Verteidigungsministerin Ursula von der Leyen (CDU) fordert nach einem Bericht der „Bild“-Zeitung bis 2022 rund 25 Milliarden Euro mehr für die Bundeswehr, als ihr Scholz bislang zugestehen will. Der „Spiegel“ zitiert zudem aus einem internen Dokument der CDU/CSU-Fraktion im Bundestag, wonach die mittelfristige Finanzplanung des Vizekanzlers aus Sicht der Unionsabgeordneten gegen den Koalitionsvertrag verstößt.

Von der Leyen (CDU) verlangt nach „Bild“-Informationen bis Ende der Legislaturperiode (2021) rund 15 Milliarden Euro mehr für die Bundeswehr als eingeplant. Für das Folgejahr 2022 wolle sie noch einmal 10 Milliarden Euro zusätzlich, berichtete die Zeitung unter Berufung auf einen ihr vorliegenden vertraulichen Bericht des Verteidigungsministeriums. Darin heiße es, dass ohne mehr Geld „mehr als 200 neue Vorhaben“ nicht realisierbar seien, darunter europäische Gemeinschaftsprojekte wie die „Eurodrohne“. Zum „gewaltigen Modernisierungsbedarf“ der Truppe kämen die angestrebte Personalaufstockung und andere Kostenfaktoren hinzu.

Der Wehretat ist schon jetzt der zweitgrößte Posten im Bundeshaushalt. Für das laufende Jahr sind bislang 38,5 Milliarden Euro vorgesehen, für das kommende 41,5 Milliarden Euro. Von der Leyen fordert jedoch schon seit längerem, dass ihr Etat mittelfristig auf 1,5 Prozent des Bruttoinlandsprodukts steigt – rund 60 Milliarden Euro jährlich. Vor allem US-Präsident Donald Trump besteht darauf, dass Deutschland als Nato-Partner spätestens 2024 sogar 2 Prozent des Bruttoinlandsprodukts in die Verteidigung investiert.

In dem vom „Spiegel“ zitierten Papier der Unionsfraktion heißt es: „Die derzeitigen Pläne von Minister Scholz ignorieren den dringend notwendigen Bedarf der Bundeswehr“ und gefährdeten die internationale Handlungsfähigkeit Deutschlands. Demnach würde der Wehretat in den Jahren nach 2021 sogar wieder sinken. „Eine solche mittelfristige Finanzplanung widerspricht eindeutig dem Koalitionsvertrag“, sagte Fraktionsvize Johann Wadephul (CDU) dem Nachrichtenmagazin.

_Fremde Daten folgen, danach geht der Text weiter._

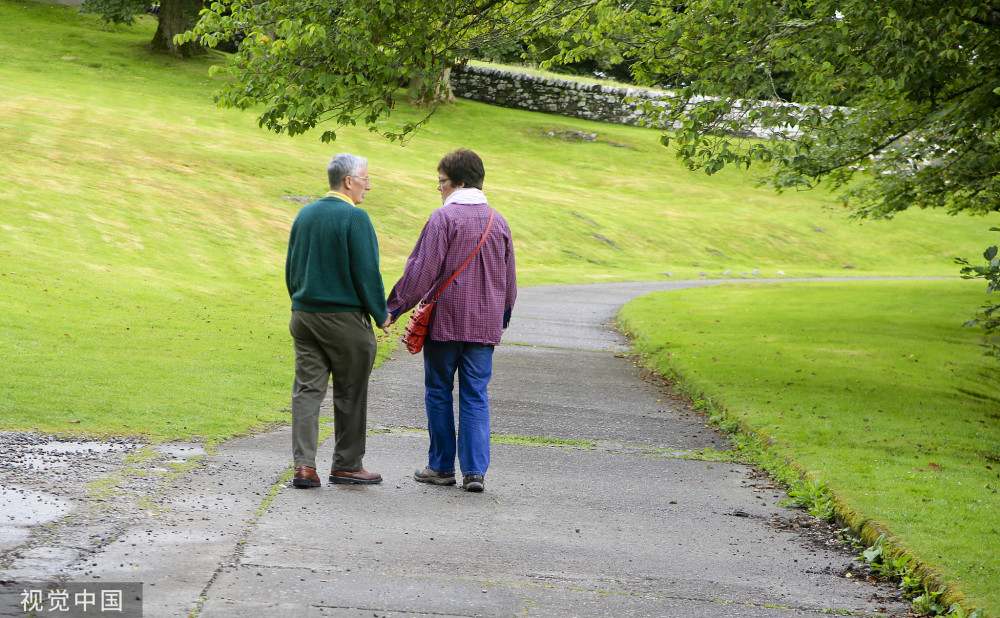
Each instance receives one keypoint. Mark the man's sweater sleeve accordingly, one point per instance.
(365, 266)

Abgeordnete von Union und SPD sprachen sich zudem dafür aus, die Mitbestimmungsrechte des Bundestags bei Auslandseinsätzen der Bundeswehr zu beschneiden und so eine bessere Zusammenarbeit mit Streitkräften anderer EU-Länder zu ermöglichen. „Ich kann die Skepsis der Franzosen gegenüber dem deutschen Parlamentsvorbehalt verstehen, insbesondere wenn wir die notwendige gemeinsame strategische Kultur entwickeln wollen“, sagte der CDU-Außenexperte Roderich Kiesewetter dem „Spiegel“. Der SPD-Verteidigungspolitiker Fritz Felgentreu äußerte sich ähnlich: „Wenn Deutschland international verlässlich sein will, müssen unsere Partner uns abnehmen, dass wir im Fall des Falls auch schnell handlungsfähig sind.“

Nach einem Urteil des Bundesverfassungsgerichts muss der Bundestag allen Auslandseinsätzen bewaffneter deutscher Streitkräfte vorher zustimmen. Eine Kommission unter Vorsitz des ehemaligen Verteidigungsministers Volker Rühe (CDU) hatte 2015 eine vorsichtige Reform des Parlamentsvorbehalts vorgeschlagen, die aber nie umgesetzt wurde. „Wir haben damals eine große Chance vertan, unseren Partnern Verlässlichkeit zu zeigen und die Kontrolle von Einsätzen durch das Parlament zu erhalten“, sagte Rühe dem „Spiegel“.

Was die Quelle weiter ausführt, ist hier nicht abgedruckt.